Bundan sonra bana ne olacağı önemli değil. Herkes gibi ben de uzun yaşamak isterim. Ancak artık bununla ilgilenmiyorum. Sadece Tanrı’nın iradesine teslim olmak istiyorum. Bu gece çok mutluyum ve hiçbir şeyden endişe etmiyorum. Hiçbir insandan korkmuyorum. Tanrı bana dağın zirvesine çıkma lütfunda bulundu. Oradan etrafa baktım. Ve ‘Vaadedilmiş Ülke’yi gördüm. Ben oraya sizinle ulaşamayabilirim. Ancak bu gece bilmenizi istiyorum ki biz halk olarak o vaad edilmiş ülkeye ulaşacağız”.

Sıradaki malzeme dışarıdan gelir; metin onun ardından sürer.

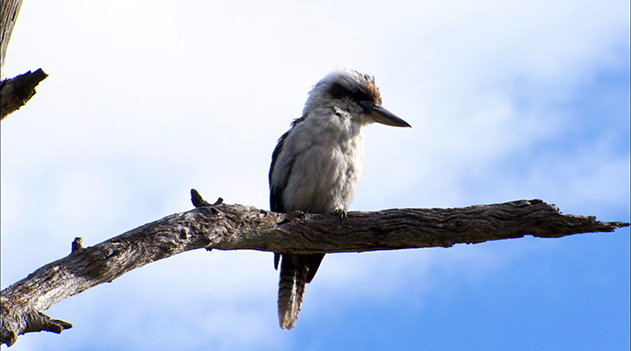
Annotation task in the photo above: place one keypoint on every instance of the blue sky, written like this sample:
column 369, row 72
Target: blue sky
column 508, row 100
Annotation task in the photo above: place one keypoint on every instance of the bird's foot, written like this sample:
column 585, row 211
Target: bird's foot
column 340, row 212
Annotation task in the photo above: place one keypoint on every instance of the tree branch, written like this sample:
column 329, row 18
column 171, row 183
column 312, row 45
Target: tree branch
column 238, row 227
column 16, row 92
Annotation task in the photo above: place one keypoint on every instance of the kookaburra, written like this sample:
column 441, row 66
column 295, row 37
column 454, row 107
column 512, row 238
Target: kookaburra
column 317, row 164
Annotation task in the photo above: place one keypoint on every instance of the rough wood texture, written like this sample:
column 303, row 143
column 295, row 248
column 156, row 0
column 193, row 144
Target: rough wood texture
column 16, row 92
column 237, row 227
column 8, row 16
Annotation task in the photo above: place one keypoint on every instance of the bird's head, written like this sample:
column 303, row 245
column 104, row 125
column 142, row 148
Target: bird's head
column 355, row 93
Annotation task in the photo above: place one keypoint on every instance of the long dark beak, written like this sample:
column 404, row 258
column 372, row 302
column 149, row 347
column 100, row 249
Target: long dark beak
column 383, row 116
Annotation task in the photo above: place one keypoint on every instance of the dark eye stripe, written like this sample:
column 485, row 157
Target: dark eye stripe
column 337, row 92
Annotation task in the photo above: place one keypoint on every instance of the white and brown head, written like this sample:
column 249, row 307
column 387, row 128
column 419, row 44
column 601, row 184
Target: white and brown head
column 355, row 93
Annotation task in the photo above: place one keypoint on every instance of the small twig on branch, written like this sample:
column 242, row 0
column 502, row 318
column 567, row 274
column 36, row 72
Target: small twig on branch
column 237, row 227
column 16, row 92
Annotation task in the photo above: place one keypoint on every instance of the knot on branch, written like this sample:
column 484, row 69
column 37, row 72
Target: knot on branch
column 17, row 321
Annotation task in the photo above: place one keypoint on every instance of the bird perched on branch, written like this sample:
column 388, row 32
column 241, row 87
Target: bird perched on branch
column 317, row 164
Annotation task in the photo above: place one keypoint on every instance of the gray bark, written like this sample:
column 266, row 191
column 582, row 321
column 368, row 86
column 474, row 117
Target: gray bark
column 237, row 227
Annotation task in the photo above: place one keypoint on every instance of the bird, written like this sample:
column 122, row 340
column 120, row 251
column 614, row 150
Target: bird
column 316, row 166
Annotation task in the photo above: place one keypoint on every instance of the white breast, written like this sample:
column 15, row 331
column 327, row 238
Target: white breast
column 326, row 155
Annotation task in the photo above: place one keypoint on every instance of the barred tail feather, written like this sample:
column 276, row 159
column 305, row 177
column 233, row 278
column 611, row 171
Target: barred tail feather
column 293, row 277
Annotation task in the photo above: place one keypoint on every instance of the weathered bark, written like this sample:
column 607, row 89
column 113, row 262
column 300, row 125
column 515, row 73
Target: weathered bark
column 14, row 92
column 237, row 227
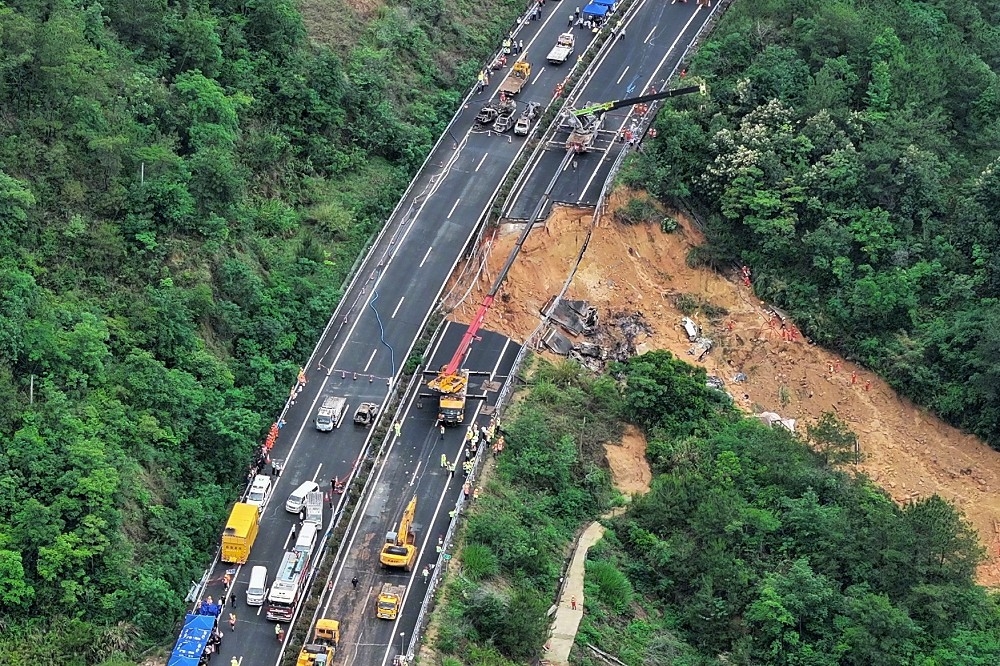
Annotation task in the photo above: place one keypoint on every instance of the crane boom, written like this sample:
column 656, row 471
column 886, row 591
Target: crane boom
column 604, row 107
column 449, row 380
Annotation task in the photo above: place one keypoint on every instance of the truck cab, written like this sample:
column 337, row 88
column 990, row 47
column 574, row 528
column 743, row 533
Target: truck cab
column 330, row 413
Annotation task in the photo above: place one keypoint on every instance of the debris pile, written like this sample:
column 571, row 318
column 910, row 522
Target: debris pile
column 616, row 340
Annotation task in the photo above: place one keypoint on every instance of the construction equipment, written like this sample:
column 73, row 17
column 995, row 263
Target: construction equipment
column 586, row 123
column 563, row 49
column 365, row 414
column 399, row 549
column 320, row 651
column 517, row 78
column 240, row 533
column 390, row 600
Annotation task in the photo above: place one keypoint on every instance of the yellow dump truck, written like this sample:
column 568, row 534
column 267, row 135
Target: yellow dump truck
column 390, row 600
column 320, row 651
column 240, row 532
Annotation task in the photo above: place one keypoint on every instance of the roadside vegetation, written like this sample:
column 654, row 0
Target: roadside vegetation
column 751, row 546
column 848, row 154
column 184, row 187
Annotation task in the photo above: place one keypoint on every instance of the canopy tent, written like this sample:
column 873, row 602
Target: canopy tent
column 192, row 641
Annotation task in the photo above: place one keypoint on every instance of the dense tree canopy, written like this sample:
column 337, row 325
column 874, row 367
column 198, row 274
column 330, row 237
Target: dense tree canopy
column 750, row 549
column 183, row 188
column 848, row 154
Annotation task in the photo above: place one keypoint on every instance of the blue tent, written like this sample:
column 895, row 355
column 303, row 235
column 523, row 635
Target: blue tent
column 192, row 641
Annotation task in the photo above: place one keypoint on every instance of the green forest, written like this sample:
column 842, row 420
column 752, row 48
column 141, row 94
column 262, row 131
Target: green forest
column 184, row 187
column 848, row 154
column 750, row 548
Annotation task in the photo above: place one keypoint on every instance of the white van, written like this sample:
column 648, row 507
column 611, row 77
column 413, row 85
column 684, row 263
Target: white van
column 307, row 539
column 298, row 497
column 257, row 587
column 260, row 490
column 330, row 413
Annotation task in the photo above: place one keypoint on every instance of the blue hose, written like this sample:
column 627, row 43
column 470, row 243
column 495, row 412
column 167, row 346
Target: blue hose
column 381, row 332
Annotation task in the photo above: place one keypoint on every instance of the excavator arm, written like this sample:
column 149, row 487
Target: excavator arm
column 604, row 107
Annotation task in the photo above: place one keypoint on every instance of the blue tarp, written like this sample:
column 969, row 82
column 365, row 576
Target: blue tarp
column 595, row 10
column 192, row 641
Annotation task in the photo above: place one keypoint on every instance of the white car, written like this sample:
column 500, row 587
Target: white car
column 260, row 490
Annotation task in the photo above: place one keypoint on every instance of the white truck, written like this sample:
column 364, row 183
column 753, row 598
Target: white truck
column 563, row 49
column 314, row 509
column 330, row 413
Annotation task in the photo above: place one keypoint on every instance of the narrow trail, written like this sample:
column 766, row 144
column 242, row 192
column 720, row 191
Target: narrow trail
column 566, row 620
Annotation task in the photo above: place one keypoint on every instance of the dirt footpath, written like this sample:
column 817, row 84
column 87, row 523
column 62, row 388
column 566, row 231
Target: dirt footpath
column 629, row 270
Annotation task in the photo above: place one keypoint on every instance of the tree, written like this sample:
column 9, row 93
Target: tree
column 834, row 441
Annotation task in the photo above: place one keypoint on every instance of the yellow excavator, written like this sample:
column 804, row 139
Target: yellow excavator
column 400, row 548
column 323, row 646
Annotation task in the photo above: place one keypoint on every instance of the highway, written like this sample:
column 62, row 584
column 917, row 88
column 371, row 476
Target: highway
column 411, row 467
column 656, row 36
column 373, row 331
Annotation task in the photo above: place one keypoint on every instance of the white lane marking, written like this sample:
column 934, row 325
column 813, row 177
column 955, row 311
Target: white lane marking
column 649, row 82
column 356, row 520
column 397, row 307
column 370, row 359
column 416, row 470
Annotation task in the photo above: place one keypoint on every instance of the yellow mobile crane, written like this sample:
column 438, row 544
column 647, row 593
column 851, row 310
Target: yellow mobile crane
column 323, row 646
column 400, row 548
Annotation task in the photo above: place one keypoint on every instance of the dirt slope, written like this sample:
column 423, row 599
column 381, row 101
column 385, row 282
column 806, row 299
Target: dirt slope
column 638, row 269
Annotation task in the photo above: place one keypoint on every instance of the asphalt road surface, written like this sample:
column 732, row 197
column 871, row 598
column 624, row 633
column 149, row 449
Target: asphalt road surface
column 371, row 334
column 411, row 466
column 656, row 35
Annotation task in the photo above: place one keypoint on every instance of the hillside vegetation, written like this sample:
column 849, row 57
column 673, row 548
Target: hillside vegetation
column 750, row 548
column 183, row 189
column 848, row 155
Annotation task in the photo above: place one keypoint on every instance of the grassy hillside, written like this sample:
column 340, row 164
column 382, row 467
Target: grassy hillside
column 183, row 188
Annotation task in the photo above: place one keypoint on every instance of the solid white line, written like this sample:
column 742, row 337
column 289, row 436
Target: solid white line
column 370, row 359
column 378, row 477
column 652, row 78
column 397, row 307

King, bu konuşmasından 10 saat sonra 4 Nisan sabahı, Memphis’te kaldığı ve bugün müzeye dönüştürülmüş Lorraine Motel’in balkonuna hava almak için çıktığı sırada dürbünlü bir tüfekle atılan tek kurşunla yere yığıldı. Yardımcısı rahip Jesse Jackson’ın dizlerinde 50 dakika sonra hayatını kaybetti. Martin Luther King’in ölümü ülke çapında büyük şiddet olaylarına yol açtı. 60 şehirde çıkan isyanlarda 46 kişi öldü. Aynı akşam Indianapolis’te seçim kampanyası için bulunan başkan adayı Robert Kennedy, hemen şehrin siyahların yaşadığı gettosuna gitti.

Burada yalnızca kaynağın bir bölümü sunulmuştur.